What Does All This Say About Pig Intelligence?
As simple as it might sound to us, navigating a cursor on a screen requires more than just a little intelligence when you’re an animal. The pigs had to make the connection between the joystick's movement and the ways that it corresponded with the cursor's movement, making them the first farm animal that’s ever been able to process that information. That, on top of the motor skills needed to not only understand what to do but also to make it happen, truly impressed the researchers in charge, Drs. Candace C. Croney and Sarah T. Boysen. Dr. Croney is the director of Purdue University’s Center for Animal Welfare Science, and Dr. Boysen is a senior researcher at Purdue.
Neuroscientist and director of the Whale Sanctuary Project, Lori Marino, also commented on the groundbreaking research in an email to Gizmodo: "What makes these findings even more important is that the pigs in this study displayed self-agency, which is the ability to recognize that one’s own actions make a difference." This, according to Dr. Croney, represents a level of mental sophistication that people have long underestimated in farm animals but particularly in pigs.

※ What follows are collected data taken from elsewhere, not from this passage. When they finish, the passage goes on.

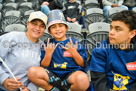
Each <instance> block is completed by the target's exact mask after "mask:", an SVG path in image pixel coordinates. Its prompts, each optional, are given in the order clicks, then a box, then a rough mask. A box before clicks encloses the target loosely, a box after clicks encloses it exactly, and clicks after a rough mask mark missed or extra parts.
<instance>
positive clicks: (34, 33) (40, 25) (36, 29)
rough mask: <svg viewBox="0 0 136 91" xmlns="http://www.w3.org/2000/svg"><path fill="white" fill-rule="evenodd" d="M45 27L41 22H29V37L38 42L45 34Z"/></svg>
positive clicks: (27, 32) (37, 19) (27, 27)
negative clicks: (41, 37)
mask: <svg viewBox="0 0 136 91" xmlns="http://www.w3.org/2000/svg"><path fill="white" fill-rule="evenodd" d="M45 28H46V27H45V25H44V23H43V22H42V21H41V20H38V19H37V20H33V21H31V22H27V32H26V34H27V37H28V38H29V39H30V40H31V41H33V42H36V41H38V39H39V38H40V37H41V36H42V35H43V34H44V31H45Z"/></svg>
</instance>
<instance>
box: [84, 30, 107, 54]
mask: <svg viewBox="0 0 136 91" xmlns="http://www.w3.org/2000/svg"><path fill="white" fill-rule="evenodd" d="M108 34H109V32H108V31H97V32H93V33H90V34H88V35H87V37H86V39H87V49H88V51H89V53H90V55H91V54H92V50H93V48H94V47H95V46H96V45H97V44H98V43H100V42H101V41H103V40H105V39H106V38H108Z"/></svg>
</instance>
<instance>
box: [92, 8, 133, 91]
mask: <svg viewBox="0 0 136 91" xmlns="http://www.w3.org/2000/svg"><path fill="white" fill-rule="evenodd" d="M135 24H136V13H135V12H133V11H127V10H126V11H122V12H120V13H118V14H117V15H115V16H114V17H113V19H112V22H111V28H110V31H109V38H108V39H107V40H105V41H103V42H101V44H99V45H98V46H97V47H96V48H94V49H93V52H92V60H91V81H92V83H93V85H94V90H95V91H128V90H129V91H135V90H136V25H135Z"/></svg>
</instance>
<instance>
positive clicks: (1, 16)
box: [0, 12, 2, 21]
mask: <svg viewBox="0 0 136 91" xmlns="http://www.w3.org/2000/svg"><path fill="white" fill-rule="evenodd" d="M1 19H2V16H1V12H0V21H1Z"/></svg>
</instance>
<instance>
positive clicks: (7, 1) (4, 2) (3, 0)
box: [3, 0, 15, 4]
mask: <svg viewBox="0 0 136 91" xmlns="http://www.w3.org/2000/svg"><path fill="white" fill-rule="evenodd" d="M3 3H4V4H6V3H15V0H3Z"/></svg>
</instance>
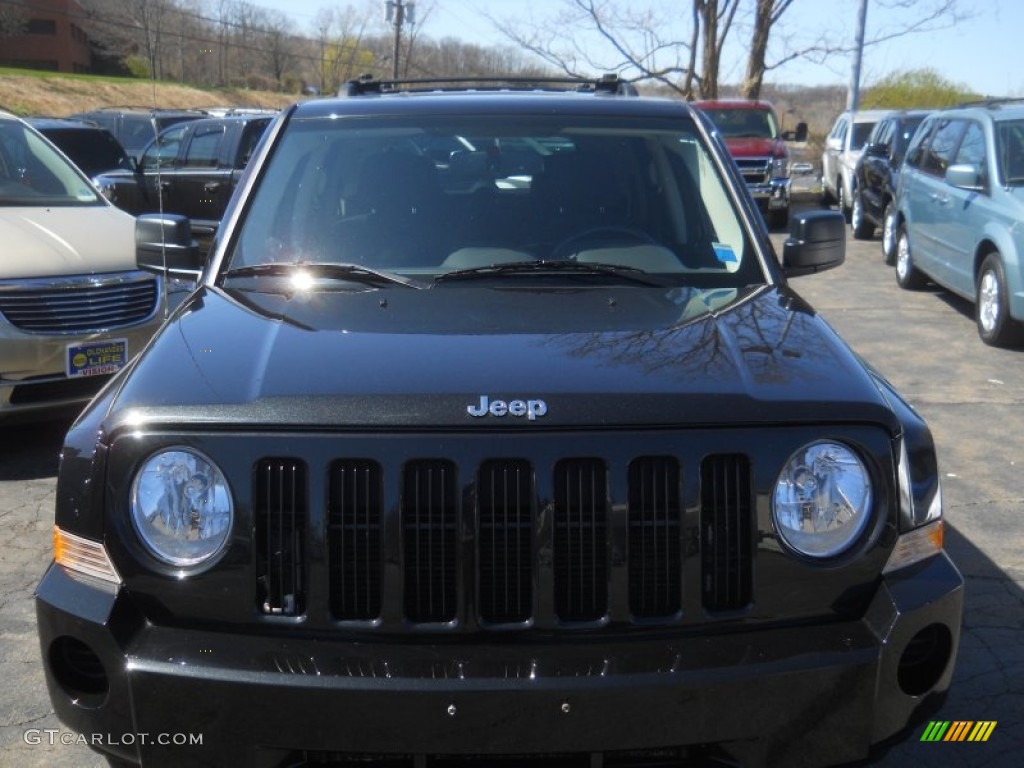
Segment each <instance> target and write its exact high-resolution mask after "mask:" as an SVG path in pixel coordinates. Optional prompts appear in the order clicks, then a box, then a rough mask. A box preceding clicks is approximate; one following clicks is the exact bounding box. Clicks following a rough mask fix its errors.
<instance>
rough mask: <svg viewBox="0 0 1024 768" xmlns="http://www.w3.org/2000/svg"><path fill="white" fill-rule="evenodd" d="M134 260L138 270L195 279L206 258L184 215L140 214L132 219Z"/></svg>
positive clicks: (199, 273) (201, 269) (165, 214)
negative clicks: (133, 241) (138, 269)
mask: <svg viewBox="0 0 1024 768" xmlns="http://www.w3.org/2000/svg"><path fill="white" fill-rule="evenodd" d="M135 261H136V263H137V264H138V266H139V267H140V268H141V269H148V270H150V271H153V272H160V273H166V274H169V275H172V276H176V278H190V279H193V280H196V279H198V278H199V275H200V273H201V272H202V271H203V267H204V265H205V264H204V262H205V259H204V258H203V255H202V254H201V253H200V249H199V244H198V243H196V241H195V240H193V237H191V222H190V221H189V220H188V219H187V218H186V217H185V216H177V215H174V214H159V213H143V214H141V215H140V216H138V217H137V218H136V219H135Z"/></svg>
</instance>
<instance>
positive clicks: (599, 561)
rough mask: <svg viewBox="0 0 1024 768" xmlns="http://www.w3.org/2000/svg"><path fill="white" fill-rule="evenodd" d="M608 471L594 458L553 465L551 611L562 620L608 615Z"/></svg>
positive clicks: (564, 620)
mask: <svg viewBox="0 0 1024 768" xmlns="http://www.w3.org/2000/svg"><path fill="white" fill-rule="evenodd" d="M607 506H608V501H607V470H606V469H605V467H604V464H603V463H602V462H601V461H600V460H597V459H567V460H565V461H561V462H559V463H558V464H557V465H556V466H555V510H554V558H555V562H554V581H555V612H556V613H557V614H558V617H559V618H561V620H562V621H566V622H593V621H596V620H599V618H601V617H602V616H604V615H605V613H607V606H608V557H607Z"/></svg>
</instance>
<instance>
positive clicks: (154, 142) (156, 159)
mask: <svg viewBox="0 0 1024 768" xmlns="http://www.w3.org/2000/svg"><path fill="white" fill-rule="evenodd" d="M184 132H185V127H184V126H181V127H180V128H171V129H170V130H167V131H165V132H164V133H162V134H160V137H159V138H158V139H157V140H156V141H155V142H154V143H153V144H151V145H150V148H147V150H146V151H145V155H143V156H142V162H141V163H140V166H141V167H142V169H144V170H147V171H152V170H156V169H157V168H158V167H159V168H168V167H170V166H172V165H174V161H175V160H177V157H178V147H179V146H180V145H181V138H182V136H184Z"/></svg>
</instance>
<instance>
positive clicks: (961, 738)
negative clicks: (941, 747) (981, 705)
mask: <svg viewBox="0 0 1024 768" xmlns="http://www.w3.org/2000/svg"><path fill="white" fill-rule="evenodd" d="M997 722H998V721H996V720H979V721H977V722H976V721H974V720H953V721H949V720H933V721H932V722H930V723H929V724H928V727H927V728H925V732H924V733H923V734H922V735H921V740H922V741H987V740H988V737H989V736H991V735H992V731H994V730H995V725H996V723H997Z"/></svg>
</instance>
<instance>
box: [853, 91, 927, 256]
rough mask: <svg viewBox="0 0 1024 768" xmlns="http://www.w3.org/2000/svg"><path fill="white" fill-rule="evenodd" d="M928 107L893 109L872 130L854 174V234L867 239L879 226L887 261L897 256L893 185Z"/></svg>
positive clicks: (853, 196) (873, 233)
mask: <svg viewBox="0 0 1024 768" xmlns="http://www.w3.org/2000/svg"><path fill="white" fill-rule="evenodd" d="M929 114H930V111H929V110H912V111H901V112H894V113H892V114H890V115H887V116H886V117H884V118H882V120H880V121H879V122H878V123H877V124H876V125H874V128H873V129H872V130H871V134H870V135H869V136H868V137H867V142H866V143H865V144H864V151H863V153H862V154H861V156H860V159H859V160H858V161H857V168H856V171H855V173H854V182H853V188H854V189H856V191H855V193H854V196H853V211H852V213H851V217H850V227H851V228H852V230H853V237H854V238H857V239H858V240H867V239H868V238H870V237H871V236H872V234H874V229H876V228H877V227H881V228H882V253H883V255H884V256H885V258H886V263H887V264H892V263H893V259H894V258H895V255H896V229H895V221H896V205H895V200H896V188H897V186H898V185H899V173H900V166H901V165H903V157H904V156H905V155H906V147H907V144H909V143H910V138H911V137H912V136H913V132H914V131H915V130H918V126H920V125H921V123H922V121H924V119H925V118H926V117H928V115H929Z"/></svg>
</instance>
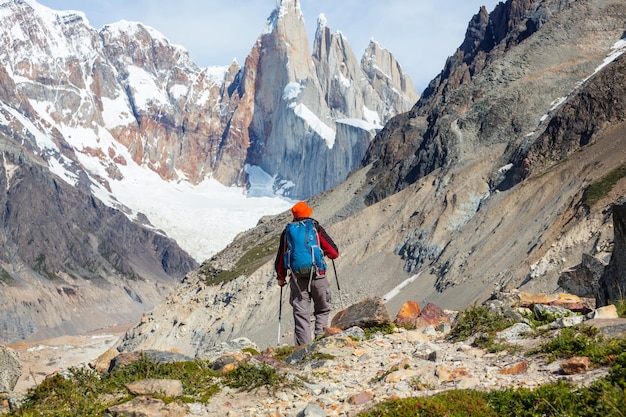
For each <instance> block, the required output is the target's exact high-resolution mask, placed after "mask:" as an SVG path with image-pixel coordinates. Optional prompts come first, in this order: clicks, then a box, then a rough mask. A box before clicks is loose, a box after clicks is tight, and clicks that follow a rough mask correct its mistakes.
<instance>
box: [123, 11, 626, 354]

Not only did the pigs succeed at the game, but they also seemed to enjoy playing, thanks to both the treats they were given and the positive reinforcement they received from their trainers. Dr. Croney wasn’t entirely surprised by this — she worked with established pig researcher Stanley Curtis over 20 years ago at Purdue when he was conducting various experiments to determine the animals’ intelligence.
During a 1997 interview, Curtis revealed that the pigs "beg to play video games...to be the first ones out of their pens" to hop onto the computer. So it's no wonder that the four pigs in the recently published Frontiers study, two Yorkshire pigs named Hamlet and Omelet and two Panepinto micro pigs named Ebony and Ivory, were also pumped up to get back to playing. Ivory was the star of the experiment, though whether her enjoyment while playing contributed to her success remains unknown. No matter how many walls were up on the screen, she always performed above chance. Even more impressive is that she was hitting the one-wall targets 76% of the time.
Animal Cognition Testing Is Entering a New Era
Scientists use video games to test animal intelligence because they provide a way to easily investigate many different animals and then understand the exact spatial and temporal parameters of their responses. In addition, researchers can better test how animals learn new information over time thanks to the wider range of stimulus flexibility that video games offer.
Humans have long underestimated pig intelligence — and the intelligence of farm animals in general — but this research may very well provide a turning point in that perspective. With this new piece of positive, peer-reviewed research on farm animal intelligence on the books, more sophisticated studies looking into pigs’ cognitive and learning skills are likely to follow. And now that science has given us the tools to more thoroughly study just how smart animals are, there's no looking back. It will be interesting to see how the new information transforms the role animals of all kinds play in our lives and how it may one day help us devise new methods of communicating and interacting with them in a positive way.